I thought GWB failed to construct well-reasoned defenses of what we were doing (although David Rivkin, among others did so). BO seems not to think we have any. Were I in their place restoring America's belief and confidence in itself as a culture and as a civilization, would be my first priority. That does not mean that we are perfect, just better than all the rest. And that includes reminding ourselves, and the world, of our unparalled accomplishments, and those of Western Civilization in general. It includes extolling the virtues of democracy and economic freedom. It also includes reminding the world, time and again, of the fact that the Saudis do not allow churches, that the Iranians stone people to death for adultery (including a graphic portrait of what that means) and rape young women before they are hanged because Islamic law says you can’t execute a virgin, that Cuba puts people in horrible prisons for opposing Castro, that Chavez is supporting Marxist narco-traffickers in Columbia, etc. And lastly, I would state clearly what we are doing in our own defense, and why. I would also ask Congress to join me in constructing a new legal framework for fighting these kinds of wars, which framework gives the advantage to civilization rather than trying to level the playing field with barbarians. This framework could then become the model for a new article in the Geneva accords.

Whit said...

Upon reflection, I think I am less distressed about an occasional apology than I am about the failure to emphasize the positive about American Exceptionalism. I remain distressed that we joined the UN human rights commission or whatever it’s called now where some of the worst human rights violators are allowed to judge civilized nations.

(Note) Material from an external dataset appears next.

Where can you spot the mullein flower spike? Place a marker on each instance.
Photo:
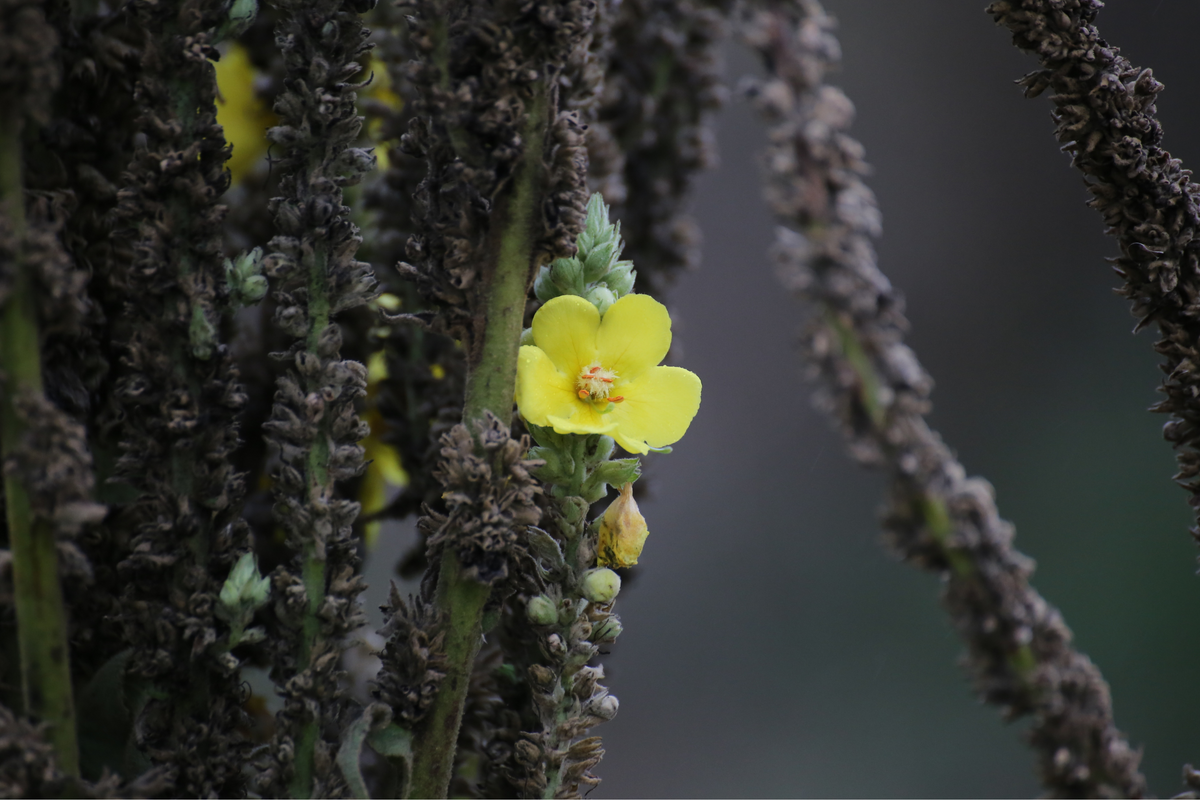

There is nothing wrong with America judging our own actions. That is, in part, why we have elections. Other civilized nations may even have a reciprocal part in the discussion. But we should be judged in context, and against the same scale as applied to the rest of the world. And the pond scum of the world, the Mullahs, the Castros, the Chavez’s, have no part in this. To them, there is nothing for which we have to apologize.

Whit said...

I don't want to monopolize this conversation, but Obama's Iraq speech was a perfect example of Obama's approach to foreign policy. He never said "we won" or referred to our "victory". He barely touched on our accomplishments, or the evil of the dictator we deposed, or the fact that our global enemy suffered a massive defeat in Iraq. Rather than winning the war, we "ended" it.

Perhaps he should watch Aragorn's speech to the troops at the end of The Return of the King a few times, or listen to Churchill's war time speeches. We don't need to "turn the page". We need to be inspired to hold out for victory in the "Long War."

Gruntled said...

"It is nice to be admired and respected. It is better to be feared and respected."

No, it is not. Fear makes the world worse. There are, of course, true dangers in the world. We should be strong enough to resist them, if we can. But putting fear into others makes them worse.

Gruntled said...

"Upon reflection, I think I am less distressed about an occasional apology than I am about the failure to emphasize the positive about American Exceptionalism."

Agreed.

Gruntled said...

"our global enemy suffered a massive defeat in Iraq."

Our global enemy is Al Qaeda. They did not suffer a defeat in Iraq. On the contrary, we removed one of their enemies, and created the field for "Al Qaeda in Iraq" to grow.

Saddam Hussein was a brutal dictator. I believe President Clinton would have been within his rights to have used force in inspecting for weapons in Iraq, which might, indeed, have led to the coalition removing Hussein. Or at least we would have known clearly that they had no weapons of mass destruction after 9/11, and thus not had the pretext for the massive distraction from the real war against the real enemy, which we still have to win.